Tightly roll dough up. When finished pinch all along long side to form a seam and seal rolls. When sealed, gently stretch dough to 18 inches in length. Place seam side down and cut into 1 1/2 inch slices with a serrated knife. Place these in a greased 9x13 inch baking pan, cut side down. (I sprinkled any escaping coconut on to the top of the rolls). Cover with plastic wrap and let rise in a warm place till doubled in size. (Mine took about 40 minutes to double, but it was warm out)
When doubled in size, preheat oven to 350 degrees. Bake till puffy and golden brown 20-35 minutes. Mine took 20 minutes on the dot. Remove from oven and allow to cool.
Cream Cheese Frosting
3 tablespoons cream cheese, softened
1 1/2 cups confectioners' sugar
3 tablespoons buttermilk
1/2 teaspoon vanilla
Mix all in a bowl. Spread over warm Maple Coconut Rolls.
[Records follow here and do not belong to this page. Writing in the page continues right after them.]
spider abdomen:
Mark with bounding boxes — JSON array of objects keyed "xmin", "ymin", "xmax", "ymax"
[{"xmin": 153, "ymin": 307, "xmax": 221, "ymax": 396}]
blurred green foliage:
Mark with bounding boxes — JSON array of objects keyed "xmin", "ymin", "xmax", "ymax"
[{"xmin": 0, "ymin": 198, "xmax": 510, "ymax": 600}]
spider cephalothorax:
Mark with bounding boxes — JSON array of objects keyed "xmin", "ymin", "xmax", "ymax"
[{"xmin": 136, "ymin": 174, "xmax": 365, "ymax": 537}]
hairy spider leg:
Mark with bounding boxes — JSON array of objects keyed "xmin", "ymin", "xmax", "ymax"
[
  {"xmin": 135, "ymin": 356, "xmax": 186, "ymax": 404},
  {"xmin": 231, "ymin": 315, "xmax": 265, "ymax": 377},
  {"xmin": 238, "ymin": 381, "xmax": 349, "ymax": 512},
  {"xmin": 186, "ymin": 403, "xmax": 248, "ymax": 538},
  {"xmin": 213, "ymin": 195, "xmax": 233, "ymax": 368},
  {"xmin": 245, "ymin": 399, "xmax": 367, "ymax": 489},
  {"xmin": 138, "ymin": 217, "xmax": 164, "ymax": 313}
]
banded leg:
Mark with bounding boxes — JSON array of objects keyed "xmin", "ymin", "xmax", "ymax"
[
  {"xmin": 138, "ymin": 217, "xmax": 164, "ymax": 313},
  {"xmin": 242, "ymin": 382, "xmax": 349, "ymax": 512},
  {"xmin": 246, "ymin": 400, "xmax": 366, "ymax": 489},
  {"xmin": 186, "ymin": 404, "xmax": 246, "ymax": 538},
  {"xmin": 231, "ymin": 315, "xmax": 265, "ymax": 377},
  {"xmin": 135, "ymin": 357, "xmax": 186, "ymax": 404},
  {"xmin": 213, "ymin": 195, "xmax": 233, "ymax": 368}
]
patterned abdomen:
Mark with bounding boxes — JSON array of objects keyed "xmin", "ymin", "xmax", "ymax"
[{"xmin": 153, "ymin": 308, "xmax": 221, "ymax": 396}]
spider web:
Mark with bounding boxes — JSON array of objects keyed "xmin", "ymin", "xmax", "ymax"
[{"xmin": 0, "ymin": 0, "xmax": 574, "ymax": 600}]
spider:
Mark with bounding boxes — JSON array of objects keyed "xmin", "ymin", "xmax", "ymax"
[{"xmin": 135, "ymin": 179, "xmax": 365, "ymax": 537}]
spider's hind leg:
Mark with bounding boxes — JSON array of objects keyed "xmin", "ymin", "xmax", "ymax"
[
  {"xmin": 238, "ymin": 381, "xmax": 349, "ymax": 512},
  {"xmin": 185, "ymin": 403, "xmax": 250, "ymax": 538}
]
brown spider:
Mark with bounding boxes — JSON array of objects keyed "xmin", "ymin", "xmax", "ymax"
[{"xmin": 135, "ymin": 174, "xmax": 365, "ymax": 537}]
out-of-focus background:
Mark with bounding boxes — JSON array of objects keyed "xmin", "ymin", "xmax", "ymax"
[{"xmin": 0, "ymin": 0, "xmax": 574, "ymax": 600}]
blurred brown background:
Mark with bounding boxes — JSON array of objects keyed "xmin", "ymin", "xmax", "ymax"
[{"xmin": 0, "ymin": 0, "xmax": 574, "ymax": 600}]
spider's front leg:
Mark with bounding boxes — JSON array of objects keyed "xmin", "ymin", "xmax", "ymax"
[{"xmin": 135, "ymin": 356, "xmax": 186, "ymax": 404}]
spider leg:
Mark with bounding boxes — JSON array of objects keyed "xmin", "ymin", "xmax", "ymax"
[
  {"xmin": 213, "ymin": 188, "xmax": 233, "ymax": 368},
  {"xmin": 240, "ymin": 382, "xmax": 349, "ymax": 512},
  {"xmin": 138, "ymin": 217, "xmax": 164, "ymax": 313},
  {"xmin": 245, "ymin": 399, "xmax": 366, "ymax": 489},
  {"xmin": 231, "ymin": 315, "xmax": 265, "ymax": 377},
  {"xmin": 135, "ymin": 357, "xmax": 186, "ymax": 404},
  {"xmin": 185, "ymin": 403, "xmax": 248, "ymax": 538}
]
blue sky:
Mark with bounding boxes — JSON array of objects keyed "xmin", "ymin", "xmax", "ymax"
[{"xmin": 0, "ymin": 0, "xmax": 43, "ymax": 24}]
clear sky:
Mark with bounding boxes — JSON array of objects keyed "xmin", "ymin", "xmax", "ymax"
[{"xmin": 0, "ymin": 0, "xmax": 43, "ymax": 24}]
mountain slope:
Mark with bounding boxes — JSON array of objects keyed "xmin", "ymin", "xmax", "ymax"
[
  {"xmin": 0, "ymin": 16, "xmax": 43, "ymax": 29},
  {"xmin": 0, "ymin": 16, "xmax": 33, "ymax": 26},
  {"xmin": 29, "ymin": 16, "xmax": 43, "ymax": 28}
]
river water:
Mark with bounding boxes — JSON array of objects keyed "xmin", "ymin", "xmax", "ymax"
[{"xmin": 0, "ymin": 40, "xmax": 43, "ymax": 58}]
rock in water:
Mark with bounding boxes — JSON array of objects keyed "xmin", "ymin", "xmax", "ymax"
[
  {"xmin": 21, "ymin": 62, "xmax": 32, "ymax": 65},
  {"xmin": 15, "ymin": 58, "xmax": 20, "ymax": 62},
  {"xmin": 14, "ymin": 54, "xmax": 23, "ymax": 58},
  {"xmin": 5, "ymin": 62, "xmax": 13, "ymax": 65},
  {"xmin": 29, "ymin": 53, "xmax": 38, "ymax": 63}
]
If you want to kick up the coconut and maple flavors, replace buttermilk with coconut milk and vanilla with coconut or maple extract.
Susie Savors: These rolls were perfect for a light but slightly sinful breakfast. This version is light and fluffy and without the dense feeling of a cinnamon roll. The maple coconut is sweet but the cream cheese frosting cuts back on the sweet just enough. The filling melts in your mouth, not overpowering like some breakfast confections. They did turn out a tad large but the pastry was so airy and plump that two felt like a perfect serving if that's all you planned on eating for breakfast.